No matter how they brand change or window dress, pretend to be sympathetic, fight "obesity stigma" and so on, that will never change until you wear them out trying to press it on you.
If we all do that, what can they do? Civil disobedience should be our default.
Fat actors should play what they are, people Becky Williams in Empire or even, "Sierra Burgess is a Loser". The premise of the latter one has its issues, but it appears to be about a person. The trailer even features a response I can't remember being highlighted when someone comes at you with ire that should knock you over, only to respond in a calm even distracted manner.
Whoever wrote that seems to be observing someone closely enough to spot that. Whether good or bad that's the most important thing writers need to grasp with any people. Leave your stereotypes, jettison 'obesity' its bollocks and has nothing to do with real people.
Observe people, truly observe, you will be surprised and inspired. If you wrote from there, you would blow everyone away.
Fat people are bullied, unbullied and even bullies, but all fat people look at themselves through this lens-until they stop, against the grain, including their own. This would not be happening if this was simple bullying. The rage shown in the trailer for Insatiable is about that, not being fat. It comes from being subject to what you know is unjust treatment and the frustration of not knowing how to stop it.
Fat people don't want revenge, their own lens the same as its other people's, they feel what is being said is fair comment.

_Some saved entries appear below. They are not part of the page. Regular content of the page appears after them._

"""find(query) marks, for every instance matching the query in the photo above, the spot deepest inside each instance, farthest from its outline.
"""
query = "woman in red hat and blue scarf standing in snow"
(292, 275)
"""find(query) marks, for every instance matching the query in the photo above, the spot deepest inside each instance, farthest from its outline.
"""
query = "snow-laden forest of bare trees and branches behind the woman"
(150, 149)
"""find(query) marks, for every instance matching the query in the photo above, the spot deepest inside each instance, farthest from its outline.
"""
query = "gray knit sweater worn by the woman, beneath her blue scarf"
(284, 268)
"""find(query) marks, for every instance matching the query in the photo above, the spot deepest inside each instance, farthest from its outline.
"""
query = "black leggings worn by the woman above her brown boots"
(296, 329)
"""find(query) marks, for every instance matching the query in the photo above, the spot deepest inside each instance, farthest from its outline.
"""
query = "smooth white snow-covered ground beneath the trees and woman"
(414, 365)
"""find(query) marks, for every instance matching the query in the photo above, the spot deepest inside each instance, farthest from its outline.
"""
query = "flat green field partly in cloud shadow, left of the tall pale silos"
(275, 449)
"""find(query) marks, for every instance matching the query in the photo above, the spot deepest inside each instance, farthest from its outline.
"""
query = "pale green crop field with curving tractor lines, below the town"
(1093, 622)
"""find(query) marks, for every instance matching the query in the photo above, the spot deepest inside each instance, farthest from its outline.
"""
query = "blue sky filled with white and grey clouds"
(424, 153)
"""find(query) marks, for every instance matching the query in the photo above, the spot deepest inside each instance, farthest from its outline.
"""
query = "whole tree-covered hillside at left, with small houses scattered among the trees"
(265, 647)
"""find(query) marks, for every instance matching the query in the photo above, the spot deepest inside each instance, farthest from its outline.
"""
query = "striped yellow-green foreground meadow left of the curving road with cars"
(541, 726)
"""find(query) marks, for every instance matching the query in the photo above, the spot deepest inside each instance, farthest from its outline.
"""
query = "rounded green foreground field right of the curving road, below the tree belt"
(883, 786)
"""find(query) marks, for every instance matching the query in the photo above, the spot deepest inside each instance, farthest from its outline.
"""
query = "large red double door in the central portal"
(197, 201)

They wish to resolve their "faux pas" as swiftly as possible. The pain is similarly acute, but its of feeling that you are falling short morally or ethically.
That's another difference full of possibilities for those keen and clever enough to observe it.
Not being able to look through oneself as a whole being, creates a basic dissonance at the root of one's sense of self that 'sensitizes' making other things stick that otherwise wouldn't.